Cascade Business News - Dental Implants a Conservative Option for Replacing Missing Teeth
October 5, 2011 | By Eric Cadwell DDS MBA
For the 178 million adults in the US that have lost at least one tooth, the most common treatment over the past century has been a “bridge”, in which a dentist places a false tooth into the space by connecting it to the adjacent teeth. This has been an excellent treatment that has served patients well for many years, and continues to be used extensively today. However, today’s technologies and materials provide us with more alternatives than ever before, including the use of a “dental implant” to replace a missing tooth in many cases.
A dental implant usually consists of a threaded titanium post that is surgically placed into the jawbone below the gumline. The bones in our body love titanium, and the implant eventually becomes fused with the bone around it, making a strong new “root” for the tooth. A new crown is then placed on the implant that looks and feels just like the other teeth in the mouth. The procedure is relatively quick and painless, with only mild discomfort around the surgical area for 1-2 days – similar to that of a traditional crown or bridge; however, the benefits are much greater.
Dental implants are very easy to care for, since the new tooth can be brushed and flossed just like normal. There is also reduced risk of new cavities with a dental implant, since it is not attached to the teeth on either side. For the same reason, dental implants are more conservative, since they do not usually require any changes to the adjacent teeth, leaving more of the natural tooth structure untouched. But most importantly, dental implants are also longer lasting and more successful than traditional bridges over time.
According to data published by the Journal of the American Dental Association (JADA) and others, the average lifespan of a bridge can be just a few years to many decades. The most optimistic studies show that up to 84% of bridges were still in place at 20 years, with the most common cause of failure as cavities in the adjacent teeth. Similar studies of dental implants show a survival rate of approximately 95% over the same time period, most likely owing to the fact that they are easier to clean and care for than bridges.

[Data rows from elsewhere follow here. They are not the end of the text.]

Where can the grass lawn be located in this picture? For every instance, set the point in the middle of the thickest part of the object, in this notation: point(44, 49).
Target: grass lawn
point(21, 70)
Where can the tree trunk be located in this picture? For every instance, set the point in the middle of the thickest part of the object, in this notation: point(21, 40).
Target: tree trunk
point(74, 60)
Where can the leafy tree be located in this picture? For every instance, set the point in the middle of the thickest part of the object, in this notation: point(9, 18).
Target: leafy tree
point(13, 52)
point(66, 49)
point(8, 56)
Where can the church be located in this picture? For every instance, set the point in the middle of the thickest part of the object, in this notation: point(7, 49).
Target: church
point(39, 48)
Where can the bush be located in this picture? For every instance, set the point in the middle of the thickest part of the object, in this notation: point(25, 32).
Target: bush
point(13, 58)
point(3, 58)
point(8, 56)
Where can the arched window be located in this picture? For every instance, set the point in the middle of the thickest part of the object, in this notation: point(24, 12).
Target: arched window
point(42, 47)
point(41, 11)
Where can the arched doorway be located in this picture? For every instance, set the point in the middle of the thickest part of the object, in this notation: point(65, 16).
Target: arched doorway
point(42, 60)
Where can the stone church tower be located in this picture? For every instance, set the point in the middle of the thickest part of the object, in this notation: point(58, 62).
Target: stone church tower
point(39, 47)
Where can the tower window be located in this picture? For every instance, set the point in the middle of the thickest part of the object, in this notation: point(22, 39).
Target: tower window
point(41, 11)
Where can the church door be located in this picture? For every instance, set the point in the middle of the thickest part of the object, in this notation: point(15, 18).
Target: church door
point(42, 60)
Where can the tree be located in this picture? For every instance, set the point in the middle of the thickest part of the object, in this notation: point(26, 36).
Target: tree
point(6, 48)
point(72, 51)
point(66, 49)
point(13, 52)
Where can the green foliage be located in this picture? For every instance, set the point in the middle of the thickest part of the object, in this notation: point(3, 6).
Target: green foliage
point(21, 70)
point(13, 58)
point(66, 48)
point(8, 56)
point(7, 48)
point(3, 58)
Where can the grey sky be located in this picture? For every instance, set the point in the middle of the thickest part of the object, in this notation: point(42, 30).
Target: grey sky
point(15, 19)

Of course, a dental implant is not for everyone or every situation. There are still drawbacks, such as increased waiting time. Often, it can take 3-6 months following an implant placement before a crown can be put on. Costs can also vary widely depending on the dentist’s fees and the complexity of the case, but in some dental offices the cost of a complete implant treatment is similar to replacing the same tooth with a bridge. Dental implants are not indicated for patients who have received IV bisphosphonate medications for cancer treatment or osteoporosis, have uncontrolled diabetes or uncontrolled periodontal bone loss. There are also some restrictions for people who have taken pills for osteoporosis treatment, such as Fosamax or Boniva. People that smoke are also 5 times more likely to have a dental implant failure.
However, when used appropriately, a dental implant is an excellent method for replacing missing teeth that is comfortable, low-maintenance, long-lasting, and beautiful. There is a reason that the number of dental implants placed annually in the US has increased more than 10-fold since 1983. It appears that dental implants have become the state of the art in dentistry for replacing missing teeth in many cases.